A list of OPM Freedom of Information Act Reports and Impovement Plan Under Executive Order 13392: Improving Agency Disclosure of Information Reports can be found on OPM's website.

Open Government

In 2012, OPM hired the Chief Freedom of Information Act (FOIA) Officer and increased team support by hiring an additional Government Information Specialist. The OPM FOIA Processing Team is now fully staffed. The OPM FOIA Processing Center, which is a separate office within the Office of the Chief Information Officer, has oversight responsibility to make sure that the program offices are fully compliant with the Freedom of Information Act and applicable FOIA guidelines, policies, procedures and case law.
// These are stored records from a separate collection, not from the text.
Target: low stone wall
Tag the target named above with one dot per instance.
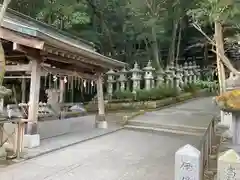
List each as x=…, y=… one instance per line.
x=113, y=106
x=54, y=128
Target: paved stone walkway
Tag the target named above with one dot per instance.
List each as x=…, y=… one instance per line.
x=124, y=155
x=194, y=113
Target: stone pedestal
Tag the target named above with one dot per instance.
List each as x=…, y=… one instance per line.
x=100, y=117
x=188, y=163
x=136, y=77
x=149, y=76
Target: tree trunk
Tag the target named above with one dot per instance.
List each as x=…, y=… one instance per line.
x=179, y=41
x=220, y=49
x=155, y=49
x=171, y=53
x=2, y=56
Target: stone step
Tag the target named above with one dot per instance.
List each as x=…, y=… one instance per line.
x=168, y=127
x=152, y=129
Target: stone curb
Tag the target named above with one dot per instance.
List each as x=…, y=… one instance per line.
x=174, y=103
x=71, y=144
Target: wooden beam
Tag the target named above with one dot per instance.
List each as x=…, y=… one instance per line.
x=64, y=72
x=78, y=56
x=67, y=60
x=23, y=40
x=17, y=77
x=18, y=68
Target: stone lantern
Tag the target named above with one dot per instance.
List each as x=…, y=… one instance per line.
x=178, y=78
x=149, y=79
x=160, y=78
x=171, y=74
x=123, y=79
x=136, y=77
x=198, y=73
x=194, y=70
x=110, y=81
x=190, y=72
x=185, y=74
x=181, y=71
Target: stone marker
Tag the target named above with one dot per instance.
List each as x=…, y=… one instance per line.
x=188, y=163
x=228, y=166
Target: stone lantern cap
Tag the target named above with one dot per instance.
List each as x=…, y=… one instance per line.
x=136, y=69
x=149, y=67
x=123, y=71
x=229, y=101
x=4, y=91
x=122, y=74
x=111, y=72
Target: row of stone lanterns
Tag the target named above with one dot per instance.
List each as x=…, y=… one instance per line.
x=174, y=76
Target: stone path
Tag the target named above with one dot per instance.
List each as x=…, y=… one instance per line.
x=194, y=115
x=123, y=155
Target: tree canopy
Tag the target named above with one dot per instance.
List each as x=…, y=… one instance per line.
x=157, y=30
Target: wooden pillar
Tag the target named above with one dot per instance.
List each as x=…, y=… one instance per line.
x=34, y=97
x=62, y=90
x=100, y=118
x=23, y=88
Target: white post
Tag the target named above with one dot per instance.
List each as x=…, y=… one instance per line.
x=188, y=163
x=32, y=139
x=228, y=166
x=1, y=105
x=100, y=118
x=62, y=89
x=23, y=88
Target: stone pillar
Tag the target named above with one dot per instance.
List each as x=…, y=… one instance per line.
x=194, y=69
x=62, y=90
x=100, y=117
x=190, y=73
x=172, y=75
x=198, y=73
x=160, y=78
x=1, y=104
x=228, y=166
x=110, y=82
x=136, y=77
x=181, y=71
x=178, y=79
x=148, y=76
x=168, y=77
x=122, y=79
x=186, y=74
x=23, y=89
x=32, y=138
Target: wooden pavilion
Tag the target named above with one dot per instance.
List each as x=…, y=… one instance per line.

The FOIA team serves as a focal point for the intake and dissemination of FOIA requests to the appropriate program offices. This office also provides oversight on every FOIA request leaving the Agency for every program office, inclusive of the Records Operations Center (ROC). The Federal Investigative Services handles their own Privacy and FOIA requests without our review. On exceptional occasions, the OPM FOIA team will review a final response package on behalf of the Federal Investigative Services (FIS). We review all other final FOIA responses and responsive records to make sure that the application of FOIA exemptions and privileges have been consistent and appropriately with a “presumption of openness.” Standard operating procedures have been developed to make the team more effective in processing FOIA requests. In addition, each program office has a designated FOIA contact that is responsible for coordinating requests within their program office. Each program office also has a designated senior manager who provides oversight for the proper and timely handling of FOIA requests within each program. The FOIA staff at OPM totals more than 45 full- or part-time equivalent employees.

In order to keep track of incoming requests, a FOIA tracking system was implemented in 2007. The system provides a tracking number for each new FOIA, tracks the processing of each request, alerts record owners of requests for records, and conducts other useful search functions. OPM also uses email to correspond with and receive correspondence from FOIA requesters. The tracking system is routinely upgraded for greater efficiency in tracking requests and in the compilation of required reports such as the Annual FOIA Report. These revisions include the compilation of the quarterly report required by DOJ.

The existing tracking system has been evaluated to identify and evaluate potential areas for improvement. The system currently lacks the ability to generate acknowledgement letters. In the future, we would like to revise the present system to track FOIA processing fees, and allow for online submission of FOIA requests directly into the tracking system. In addition, we have also purchased software that will allow us to electronically review and redact responsive records.

OPM is taking several steps to improve timeliness in responding to FOIA requests. By carefully reviewing requests and assisting the responding program offices to clearly ascertain the records actually being sought at the beginning of the process, we have been able to increase our overall response efficiency. In addition, we have also been more interactive in making sure that the incoming requests are sent to the appropriate office which has the responsive records more efficiently than in the past.

The Department of Justice recognized OPM for cleaning up its backlogged requests from 166 to 42 requests for FY 2012. We also cleaned up our 10 oldest FOIA requests for the second year in a row. OPM was one of only five Federal agencies recognized for significant improvements in FOIA processing and implementation in accordance with FOIA guidelines provided by Attorney General Holder. These key components are as follows:

  1. Ensuring the presumption of openness,
  2. Implementing effective systems for responding to requests,
  3. Improving proactive disclosures,
  4. Using advanced technology for FOIA administration, and
  5. Reducing backlogs and improving timeliness overall.

OPM has also posted new material online open to the public. The website allows the general public to provide feedback on the content and presentation of the posted material. It has improved search capabilities, creating mobile applications and providing explanatory information as well.